Je n’ai pu, quand il parlait à papa, m’empêcher de le comparer à mon ancien rnaître de Lyon, le bon M. Trotet, au ton nasillard, à la parole lente et comme scandée par un claquement de doigts qui précédait toujours son éternelle phrase : « Vous entendez... » Mon père, en prenant congé de M. Leroy, lui a dit :
- Je crois vous donner, en mon René, un bon sujet, dont le seul défaut peut-être est une tendance à la paresse ; si vous le voulez, nous travaillerons tous deux à faire de lui un honnête homme.
- C’est mon plus cher désir, répondit alors M. Leroy.
Et ils se séparèrent, après s’être serré la main. M. Leroy, me montrant mes condisciples qui, dans la cour, étaient groupés et nous regardaient curieusement, a ajouté : Allez jouer, mon ami. Je fis quelques pas timides de leur côté, éprouvant, malgré mon assurance de citadin, une certaine gêne. L’un d’eux, le plus grand de tous, qui portait sur l’oreille un béret à la couleur passée, rompit le cercle qui s’était formé autour de lui et m’aborda en ces termes : Tu sais, le nouveau, si tu veux jouer avec nous, il faut donner à chacun quelque chose. Pour montrer que je n’avais point peur, je m’avançai encore plus près de cette espèce de tyran, dont je ne devinais que trop les intentions hostiles.
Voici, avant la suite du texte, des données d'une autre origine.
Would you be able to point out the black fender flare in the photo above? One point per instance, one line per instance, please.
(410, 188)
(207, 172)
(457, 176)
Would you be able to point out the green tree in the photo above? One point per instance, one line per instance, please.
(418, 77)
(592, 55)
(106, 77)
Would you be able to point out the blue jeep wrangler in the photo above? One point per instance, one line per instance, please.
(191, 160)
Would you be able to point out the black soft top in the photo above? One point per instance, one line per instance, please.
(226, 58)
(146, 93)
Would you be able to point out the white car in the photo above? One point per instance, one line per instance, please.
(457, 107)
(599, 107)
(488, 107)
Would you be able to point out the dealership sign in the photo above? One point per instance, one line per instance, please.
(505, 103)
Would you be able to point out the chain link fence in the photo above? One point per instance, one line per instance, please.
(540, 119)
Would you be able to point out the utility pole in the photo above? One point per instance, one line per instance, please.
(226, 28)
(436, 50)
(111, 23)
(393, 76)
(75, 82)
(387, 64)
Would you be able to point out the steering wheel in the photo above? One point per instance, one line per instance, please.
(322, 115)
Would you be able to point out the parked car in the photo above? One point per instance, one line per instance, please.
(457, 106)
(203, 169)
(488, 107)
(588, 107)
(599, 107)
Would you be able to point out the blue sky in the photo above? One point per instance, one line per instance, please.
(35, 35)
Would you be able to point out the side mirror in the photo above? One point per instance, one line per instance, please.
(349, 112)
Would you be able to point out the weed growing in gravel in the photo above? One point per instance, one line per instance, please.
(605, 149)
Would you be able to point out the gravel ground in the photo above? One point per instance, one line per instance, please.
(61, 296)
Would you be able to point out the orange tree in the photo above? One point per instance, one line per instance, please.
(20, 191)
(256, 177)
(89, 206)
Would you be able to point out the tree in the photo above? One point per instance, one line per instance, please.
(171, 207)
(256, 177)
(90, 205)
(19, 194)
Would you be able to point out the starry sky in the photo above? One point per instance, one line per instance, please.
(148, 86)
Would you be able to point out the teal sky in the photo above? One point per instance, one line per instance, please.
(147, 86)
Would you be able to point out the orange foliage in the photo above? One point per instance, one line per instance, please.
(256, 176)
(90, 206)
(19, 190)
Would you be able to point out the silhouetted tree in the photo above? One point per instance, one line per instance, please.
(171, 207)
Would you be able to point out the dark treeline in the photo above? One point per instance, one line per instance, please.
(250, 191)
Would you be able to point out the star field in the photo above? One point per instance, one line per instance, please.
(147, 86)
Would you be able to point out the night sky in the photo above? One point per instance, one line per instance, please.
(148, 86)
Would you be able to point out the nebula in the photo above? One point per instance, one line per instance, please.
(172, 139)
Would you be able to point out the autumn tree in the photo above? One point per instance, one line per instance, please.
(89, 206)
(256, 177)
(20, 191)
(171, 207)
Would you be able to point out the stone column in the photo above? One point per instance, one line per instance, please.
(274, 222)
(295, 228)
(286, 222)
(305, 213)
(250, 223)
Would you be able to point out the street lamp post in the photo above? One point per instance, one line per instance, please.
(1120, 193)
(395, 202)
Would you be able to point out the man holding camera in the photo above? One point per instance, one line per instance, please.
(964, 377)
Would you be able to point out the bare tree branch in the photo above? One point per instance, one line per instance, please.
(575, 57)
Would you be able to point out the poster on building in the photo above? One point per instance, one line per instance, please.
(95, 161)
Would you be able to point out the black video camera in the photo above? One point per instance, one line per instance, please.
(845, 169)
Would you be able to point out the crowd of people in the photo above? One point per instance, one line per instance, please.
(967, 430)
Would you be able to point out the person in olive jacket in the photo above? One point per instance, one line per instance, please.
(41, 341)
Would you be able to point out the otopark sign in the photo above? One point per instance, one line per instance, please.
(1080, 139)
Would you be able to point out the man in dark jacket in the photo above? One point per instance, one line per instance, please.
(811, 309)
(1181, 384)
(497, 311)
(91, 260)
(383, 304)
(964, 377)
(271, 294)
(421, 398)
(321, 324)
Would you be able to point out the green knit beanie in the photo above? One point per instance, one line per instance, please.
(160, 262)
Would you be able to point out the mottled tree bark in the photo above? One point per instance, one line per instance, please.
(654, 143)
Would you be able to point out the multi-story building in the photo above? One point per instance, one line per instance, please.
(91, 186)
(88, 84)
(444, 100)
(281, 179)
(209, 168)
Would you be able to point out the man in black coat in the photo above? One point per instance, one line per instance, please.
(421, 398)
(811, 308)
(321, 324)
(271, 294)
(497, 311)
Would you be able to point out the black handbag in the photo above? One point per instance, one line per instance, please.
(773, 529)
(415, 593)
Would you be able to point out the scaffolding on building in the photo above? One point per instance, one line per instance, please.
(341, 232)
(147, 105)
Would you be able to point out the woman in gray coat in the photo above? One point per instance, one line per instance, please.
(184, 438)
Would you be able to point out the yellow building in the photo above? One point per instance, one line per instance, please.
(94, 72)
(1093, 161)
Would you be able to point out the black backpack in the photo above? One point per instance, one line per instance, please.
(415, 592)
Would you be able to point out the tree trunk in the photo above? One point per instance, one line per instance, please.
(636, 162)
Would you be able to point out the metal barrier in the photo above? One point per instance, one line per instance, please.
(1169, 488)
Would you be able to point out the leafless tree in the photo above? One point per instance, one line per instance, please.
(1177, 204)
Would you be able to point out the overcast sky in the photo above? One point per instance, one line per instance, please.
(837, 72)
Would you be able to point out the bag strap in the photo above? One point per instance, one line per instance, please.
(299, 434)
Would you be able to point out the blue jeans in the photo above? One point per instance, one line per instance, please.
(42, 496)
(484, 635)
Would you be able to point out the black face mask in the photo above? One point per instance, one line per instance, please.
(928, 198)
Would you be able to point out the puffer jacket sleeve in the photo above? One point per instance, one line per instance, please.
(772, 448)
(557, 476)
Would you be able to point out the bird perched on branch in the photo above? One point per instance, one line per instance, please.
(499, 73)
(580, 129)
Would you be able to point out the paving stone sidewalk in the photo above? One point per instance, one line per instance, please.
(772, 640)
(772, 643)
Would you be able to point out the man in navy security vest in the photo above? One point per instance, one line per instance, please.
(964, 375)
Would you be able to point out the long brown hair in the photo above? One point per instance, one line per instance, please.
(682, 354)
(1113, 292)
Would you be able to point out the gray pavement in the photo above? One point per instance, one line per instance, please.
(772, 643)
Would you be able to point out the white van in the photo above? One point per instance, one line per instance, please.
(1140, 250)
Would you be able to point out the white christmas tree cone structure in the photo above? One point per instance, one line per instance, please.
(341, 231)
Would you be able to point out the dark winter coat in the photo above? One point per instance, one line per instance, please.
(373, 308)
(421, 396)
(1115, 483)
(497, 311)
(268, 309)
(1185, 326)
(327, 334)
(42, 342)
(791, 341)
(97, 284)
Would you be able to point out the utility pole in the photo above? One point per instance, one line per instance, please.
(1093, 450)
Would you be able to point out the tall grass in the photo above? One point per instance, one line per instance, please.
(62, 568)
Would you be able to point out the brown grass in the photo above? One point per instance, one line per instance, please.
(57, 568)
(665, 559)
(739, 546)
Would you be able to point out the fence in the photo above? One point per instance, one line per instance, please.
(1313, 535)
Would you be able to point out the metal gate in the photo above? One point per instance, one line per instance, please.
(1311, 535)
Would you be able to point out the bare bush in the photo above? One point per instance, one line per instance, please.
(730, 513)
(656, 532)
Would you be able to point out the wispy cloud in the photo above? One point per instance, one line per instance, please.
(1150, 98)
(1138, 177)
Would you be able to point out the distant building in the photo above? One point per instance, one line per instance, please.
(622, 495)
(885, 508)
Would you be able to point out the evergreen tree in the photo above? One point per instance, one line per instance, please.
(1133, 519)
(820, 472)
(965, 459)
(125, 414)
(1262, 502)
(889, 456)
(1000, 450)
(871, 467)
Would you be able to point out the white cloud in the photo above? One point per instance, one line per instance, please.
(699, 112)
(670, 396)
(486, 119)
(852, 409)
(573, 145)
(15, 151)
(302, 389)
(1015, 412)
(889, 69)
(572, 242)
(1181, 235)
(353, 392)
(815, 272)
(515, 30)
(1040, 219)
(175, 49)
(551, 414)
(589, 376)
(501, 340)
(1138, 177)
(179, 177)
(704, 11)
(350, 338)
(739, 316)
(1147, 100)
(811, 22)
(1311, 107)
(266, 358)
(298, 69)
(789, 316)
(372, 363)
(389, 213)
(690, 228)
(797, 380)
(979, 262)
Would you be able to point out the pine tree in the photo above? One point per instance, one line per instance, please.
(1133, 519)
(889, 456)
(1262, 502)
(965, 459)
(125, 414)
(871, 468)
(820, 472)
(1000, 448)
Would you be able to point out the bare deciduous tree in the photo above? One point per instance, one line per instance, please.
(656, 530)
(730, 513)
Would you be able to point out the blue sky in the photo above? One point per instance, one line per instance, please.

Un petit, qui avait une grosse tête et des cheveux crépus, me prit alors la main et me glissa doucement à l’oreille : Dis, c’est ton papa, ce joli monsieur qui a parlé tout à l’heure au maître ?
Comme je lui fis de la tête un signe affirmatif, il ajouta, avec une mine chagrine :
- C’est dommage, nous aurions été amis, sans cela...
- Que veux-tu dire ? répliquai-je, secrètement froissé.
Il parut s’éloigner, puis revint sur ses pas et me chuchota :
- C’est que mon père, à moi, n’est qu’un pauvre chiffonnier, un "pati", comme on dit ici, et tu aurais honte d’aller avec moi...
- Mon père m’a appris à ne mépriser personne, répondis-je, en lui souriant gentiment.
Ces simples paroles eurent pour effet de vaincre ses dernières résistances. Il me tendit la main et m’entraîna un peu à l’écart des autres.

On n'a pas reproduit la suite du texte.